Evenimentul Zilei reads fourteen Romanian teenagers, with ages ranging between 12 and 16, have been arrested this weekend in Paris, accused of theft from French cash machines, Romanian press agency Mediafax informs. Eight girls and six boys robbed quite a number of people while they were redrawing.

The teenagers split in groups of three or two, distracting the bank's client and using a newspaper to cover the cash machine's buttons, while they were typing in a sum, or were stealing money already ordered from a hole in the wall. They were getting away with sums between 100 and 500 euros. According to the French police, eight of the 14 were living in a traveller camp in Saint-Denis.

The snow ball effect on the public debt could lead Romania into a formidable deadlock, economy professor Daniel Daianu told Cotidianul in an interview. He said most East-European countries to join the EU are going through a deep recession because they relied massively on importing capital. The Romanian authorities who planned the budget with a 2.5% deficit in mind did not understand the international impact of the economic phenomena, he said.

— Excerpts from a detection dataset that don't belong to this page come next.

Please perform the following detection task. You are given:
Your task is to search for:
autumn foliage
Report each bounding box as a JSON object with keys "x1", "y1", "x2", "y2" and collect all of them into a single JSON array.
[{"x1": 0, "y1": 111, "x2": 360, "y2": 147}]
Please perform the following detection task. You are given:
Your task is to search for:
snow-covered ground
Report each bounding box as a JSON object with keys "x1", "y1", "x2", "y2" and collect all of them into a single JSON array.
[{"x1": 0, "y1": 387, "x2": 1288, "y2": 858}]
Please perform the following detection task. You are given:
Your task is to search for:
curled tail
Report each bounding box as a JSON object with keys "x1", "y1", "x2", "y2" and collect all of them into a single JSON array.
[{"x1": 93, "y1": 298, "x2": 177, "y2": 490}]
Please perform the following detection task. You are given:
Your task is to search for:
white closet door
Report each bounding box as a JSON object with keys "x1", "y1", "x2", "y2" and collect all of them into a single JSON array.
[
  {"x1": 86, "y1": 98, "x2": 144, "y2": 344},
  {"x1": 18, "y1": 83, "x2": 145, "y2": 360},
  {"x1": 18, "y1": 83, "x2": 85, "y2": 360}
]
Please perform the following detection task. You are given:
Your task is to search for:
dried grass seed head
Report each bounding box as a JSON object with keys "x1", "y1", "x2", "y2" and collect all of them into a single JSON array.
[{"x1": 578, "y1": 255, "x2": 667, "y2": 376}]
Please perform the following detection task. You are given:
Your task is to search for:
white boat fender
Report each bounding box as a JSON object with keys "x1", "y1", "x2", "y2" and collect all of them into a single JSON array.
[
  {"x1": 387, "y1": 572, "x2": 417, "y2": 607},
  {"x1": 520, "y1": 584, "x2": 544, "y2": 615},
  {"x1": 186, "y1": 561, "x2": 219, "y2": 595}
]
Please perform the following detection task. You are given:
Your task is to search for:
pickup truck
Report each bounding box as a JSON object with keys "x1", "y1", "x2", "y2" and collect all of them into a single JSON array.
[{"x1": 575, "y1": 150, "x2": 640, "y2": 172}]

Romania is expected by the IMF to record an 8.5%budget deficit by the end of the year. The ex-Finance minister Daianu considers the decision to not tax the reinvested profit to merely act as a subvention, without a big impact. The only (partial) solution he sees is for the private sector to use non-returnable funds. He said that the European commission would have to renounce the idea of co-financed projects.

Daianu believes that joining the euro zone is a far project. "The corrections will be painful: we're paying for economic policy errors from previous years, aided by the change in the international context.”

Adevarulinforms several Romanians have been exploited by a co-national in Portugal, subjecting them to living in miserable conditions, walk tens of kilometres and do hard work.. According to Publico daily, 11 Romanian seasonal workers were held under house arrest in Selmes, physically abused and forced into hard labour. The Romanians had to wake up at 3-4 AM every morning. They received little food and had to sleep on cardboard sheets.

The Portughese National Republican Guard managed to interfere and avoid a conflict between the locals and the Romanians, who always seemed to be "barefoot, very dirty, smelly and always hungry", according to Portuguese publication Publico. The employer had to free all 11 Romanians. Some of them expressed the wish of being repatriated.